Artforum
Ian Bourland
15.03.2010
From: Bourland, Ian. “PICKS; Critic’s Picks: Tania Bruguera.” Artforum International Magazine, New York, United States (illust.)
Critics Pick
Ian Bourland
Tania Bruguera is a name familiar to anyone tuned in to the international biennial circuit. Less known are her actual installations, which are conceived in and for specific environments and are, in many cases, transient. As the recipient of the first Neuberger Exhibition Prize, Bruguera is now the focus of a painstakingly installed solo show that assembles more than a decade of her work for the first time.
“On the Political Imaginary,” however, is no mere rehearsal, and the avowedly committed character of the projects therein is augmented, but not lost, in translation. While performances that rely heavily on foreign constituencies, such as “Displacement,” 1998-99, or “Untitled (Moscow)/Trust Workshop,” 2007 do not benefit from the participation of the Cubans or Russians around whom they were conceived, they gain new life here when placed in dialogue with other worlds and with the museum itself–a juxtaposition with a Kongo figure from the Brooklyn Museum, and a wall cut that physically links the Moscow piece to another gallery.

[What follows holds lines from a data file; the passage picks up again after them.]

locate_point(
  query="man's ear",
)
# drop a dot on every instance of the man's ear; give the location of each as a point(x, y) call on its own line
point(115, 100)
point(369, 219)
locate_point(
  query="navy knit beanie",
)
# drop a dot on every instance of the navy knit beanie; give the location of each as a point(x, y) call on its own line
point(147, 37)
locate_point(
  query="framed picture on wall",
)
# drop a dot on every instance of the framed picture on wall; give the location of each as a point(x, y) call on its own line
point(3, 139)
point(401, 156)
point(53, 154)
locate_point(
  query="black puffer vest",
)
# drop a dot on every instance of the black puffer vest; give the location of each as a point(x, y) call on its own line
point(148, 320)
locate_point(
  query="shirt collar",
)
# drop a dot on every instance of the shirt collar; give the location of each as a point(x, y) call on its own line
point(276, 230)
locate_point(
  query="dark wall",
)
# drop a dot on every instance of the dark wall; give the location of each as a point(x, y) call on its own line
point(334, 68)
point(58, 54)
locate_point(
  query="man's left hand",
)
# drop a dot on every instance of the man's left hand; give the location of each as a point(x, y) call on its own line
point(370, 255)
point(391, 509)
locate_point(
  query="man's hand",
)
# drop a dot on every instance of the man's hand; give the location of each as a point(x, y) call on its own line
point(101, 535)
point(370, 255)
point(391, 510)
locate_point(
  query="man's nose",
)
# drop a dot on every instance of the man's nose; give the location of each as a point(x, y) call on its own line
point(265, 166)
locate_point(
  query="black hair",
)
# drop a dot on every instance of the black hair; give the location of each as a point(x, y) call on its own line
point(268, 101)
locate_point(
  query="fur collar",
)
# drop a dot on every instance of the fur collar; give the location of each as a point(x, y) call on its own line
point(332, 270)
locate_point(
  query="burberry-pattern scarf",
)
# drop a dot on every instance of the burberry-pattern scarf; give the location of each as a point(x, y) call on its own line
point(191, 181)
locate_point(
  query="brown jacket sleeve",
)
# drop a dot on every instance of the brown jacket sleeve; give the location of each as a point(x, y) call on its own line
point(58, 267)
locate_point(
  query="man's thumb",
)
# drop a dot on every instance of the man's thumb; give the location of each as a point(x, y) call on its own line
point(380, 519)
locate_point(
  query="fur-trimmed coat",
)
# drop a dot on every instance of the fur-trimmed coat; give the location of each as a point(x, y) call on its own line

The vitality of these works also owes much to the presence of live performers who inhabit the installations, their presence at once subtle yet critical to the success of an intentionally dialogic process of display and spectatorship. There is certainly a political leitmotif running through the installations, but the works never feel didactic, inviting their participants to make choices and draw their own conclusions, to act out the democratic impulses that course through the work rather than ingesting ideas wholesale. While it is easy of late to be cynical about the social potential of contemporary art (relationality, performance, “politics”), Bruguera’s balance of erudition and viscerality might make a believer out of you.